In 1987, I was sent to Sokoto to report on the silent struggle among leading princes of the caliphate to succeed the ailing Sultan Siddiq Abubakar. All the riots and occasional disturbances in the North had always left Sokoto untouched. I met the military governor, Colonel Ahmed Daku, who said peace in Sokoto had been maintained because the traditional authority in that city had firm control of the mosques. Sultan Abubakar was old, but he was a man in control.
On Sunday, I attended a church service with my cousin, Gabriel Babarinsa, who was then a leading architect in town. Everyone felt at home in Sokoto, the home of peace and brotherly concord. It is still largely so today, thank God for the good legacy of Sultan Abubakar.

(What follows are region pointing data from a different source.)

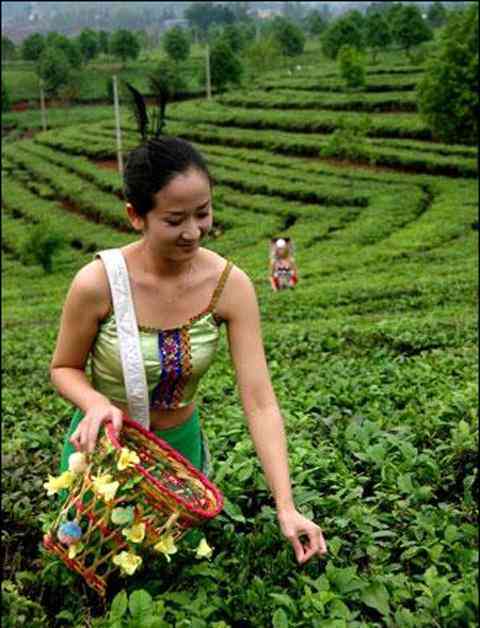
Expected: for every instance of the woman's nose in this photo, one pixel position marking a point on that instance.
(191, 233)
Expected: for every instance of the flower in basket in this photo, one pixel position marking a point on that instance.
(204, 550)
(73, 550)
(136, 533)
(77, 462)
(166, 546)
(69, 533)
(56, 484)
(127, 459)
(122, 516)
(105, 487)
(128, 562)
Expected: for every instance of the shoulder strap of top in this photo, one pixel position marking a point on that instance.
(128, 336)
(220, 285)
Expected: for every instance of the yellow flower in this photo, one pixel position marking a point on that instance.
(75, 549)
(105, 487)
(136, 533)
(166, 546)
(56, 484)
(128, 562)
(127, 459)
(77, 462)
(204, 550)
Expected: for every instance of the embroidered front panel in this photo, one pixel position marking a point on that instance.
(175, 357)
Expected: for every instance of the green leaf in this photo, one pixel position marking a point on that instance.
(279, 619)
(119, 605)
(233, 511)
(451, 533)
(140, 603)
(284, 600)
(376, 596)
(65, 615)
(404, 483)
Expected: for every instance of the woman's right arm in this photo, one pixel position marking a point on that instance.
(86, 304)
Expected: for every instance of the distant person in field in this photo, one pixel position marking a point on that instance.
(182, 294)
(283, 270)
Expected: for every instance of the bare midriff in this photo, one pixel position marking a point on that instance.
(164, 419)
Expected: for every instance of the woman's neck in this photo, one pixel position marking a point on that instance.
(151, 263)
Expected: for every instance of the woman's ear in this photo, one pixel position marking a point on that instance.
(137, 221)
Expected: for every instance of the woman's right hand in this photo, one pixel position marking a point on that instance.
(84, 438)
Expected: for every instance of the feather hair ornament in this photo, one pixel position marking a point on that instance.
(139, 111)
(153, 126)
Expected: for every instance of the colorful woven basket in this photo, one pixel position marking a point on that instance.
(133, 497)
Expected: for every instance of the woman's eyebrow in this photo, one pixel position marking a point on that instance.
(182, 212)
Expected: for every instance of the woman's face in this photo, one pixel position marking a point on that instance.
(181, 216)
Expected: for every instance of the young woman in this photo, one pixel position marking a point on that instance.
(283, 270)
(181, 295)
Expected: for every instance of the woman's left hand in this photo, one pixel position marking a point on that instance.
(294, 525)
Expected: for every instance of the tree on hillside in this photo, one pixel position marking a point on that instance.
(176, 44)
(6, 102)
(289, 35)
(88, 44)
(377, 34)
(103, 42)
(341, 32)
(436, 15)
(225, 66)
(352, 67)
(54, 69)
(382, 8)
(409, 29)
(165, 82)
(32, 47)
(9, 51)
(447, 95)
(124, 44)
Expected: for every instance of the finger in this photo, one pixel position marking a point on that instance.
(323, 545)
(92, 435)
(117, 421)
(74, 439)
(298, 548)
(83, 436)
(312, 546)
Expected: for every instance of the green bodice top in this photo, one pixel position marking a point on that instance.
(174, 359)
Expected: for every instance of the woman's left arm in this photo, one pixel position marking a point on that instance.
(263, 414)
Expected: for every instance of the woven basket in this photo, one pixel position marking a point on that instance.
(164, 495)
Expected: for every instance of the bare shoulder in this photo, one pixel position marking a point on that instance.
(238, 295)
(90, 287)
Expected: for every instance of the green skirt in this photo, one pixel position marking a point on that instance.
(187, 438)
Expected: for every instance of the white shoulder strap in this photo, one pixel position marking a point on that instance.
(128, 336)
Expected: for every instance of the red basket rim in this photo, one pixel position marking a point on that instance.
(178, 457)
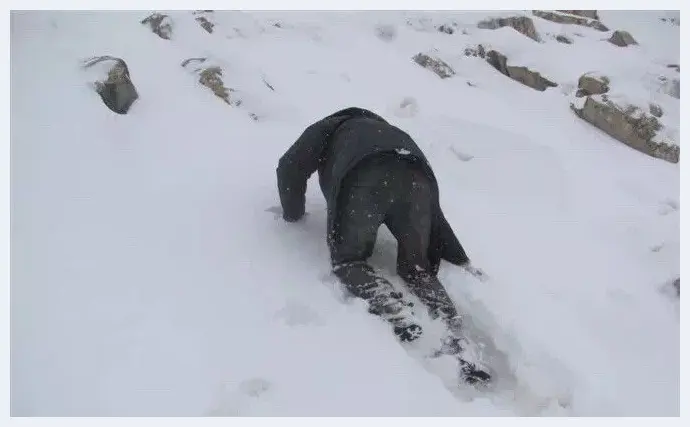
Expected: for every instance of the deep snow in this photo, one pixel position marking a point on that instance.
(148, 277)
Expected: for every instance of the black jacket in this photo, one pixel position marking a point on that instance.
(333, 146)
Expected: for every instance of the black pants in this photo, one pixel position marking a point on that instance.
(387, 189)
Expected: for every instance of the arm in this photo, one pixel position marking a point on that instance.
(297, 164)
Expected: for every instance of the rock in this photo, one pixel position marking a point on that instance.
(446, 29)
(591, 14)
(212, 78)
(564, 39)
(479, 51)
(521, 74)
(205, 24)
(560, 18)
(115, 87)
(436, 65)
(622, 38)
(592, 85)
(629, 126)
(160, 24)
(670, 87)
(521, 24)
(655, 110)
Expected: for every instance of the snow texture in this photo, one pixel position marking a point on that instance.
(148, 277)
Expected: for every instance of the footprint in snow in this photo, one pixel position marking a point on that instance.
(254, 387)
(298, 314)
(668, 206)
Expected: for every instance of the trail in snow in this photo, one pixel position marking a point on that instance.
(149, 279)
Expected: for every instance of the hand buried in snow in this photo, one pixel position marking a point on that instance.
(476, 272)
(278, 214)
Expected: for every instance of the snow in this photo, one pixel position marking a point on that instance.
(152, 276)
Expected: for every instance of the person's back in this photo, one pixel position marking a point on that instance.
(372, 173)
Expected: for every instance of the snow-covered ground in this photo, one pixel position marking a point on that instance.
(149, 276)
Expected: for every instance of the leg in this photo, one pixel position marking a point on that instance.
(410, 223)
(362, 210)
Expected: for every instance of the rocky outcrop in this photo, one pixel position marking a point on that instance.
(521, 24)
(114, 85)
(592, 85)
(438, 66)
(670, 87)
(447, 29)
(478, 51)
(205, 24)
(521, 74)
(591, 14)
(561, 18)
(655, 110)
(564, 39)
(160, 24)
(212, 78)
(622, 38)
(628, 125)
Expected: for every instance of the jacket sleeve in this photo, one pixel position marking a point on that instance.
(453, 251)
(447, 246)
(298, 164)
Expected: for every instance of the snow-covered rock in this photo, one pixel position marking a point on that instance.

To restore the old order, the emirs and other leaders must no longer leave the mosques to the imams alone. Secondly, we need to put an end to the impunity of the past. The leaders of the North need to rise up and ensure that people preaching hatred are not allowed to have control of the mosques. Hatred, like love, also has the power to germinate and multiply. Impunity, hatred and reckless fanaticism, should have no place in the mosque of a multi-cultural, multi-ethnic and multi-faith country like Nigeria. Any other option would lead to perdition.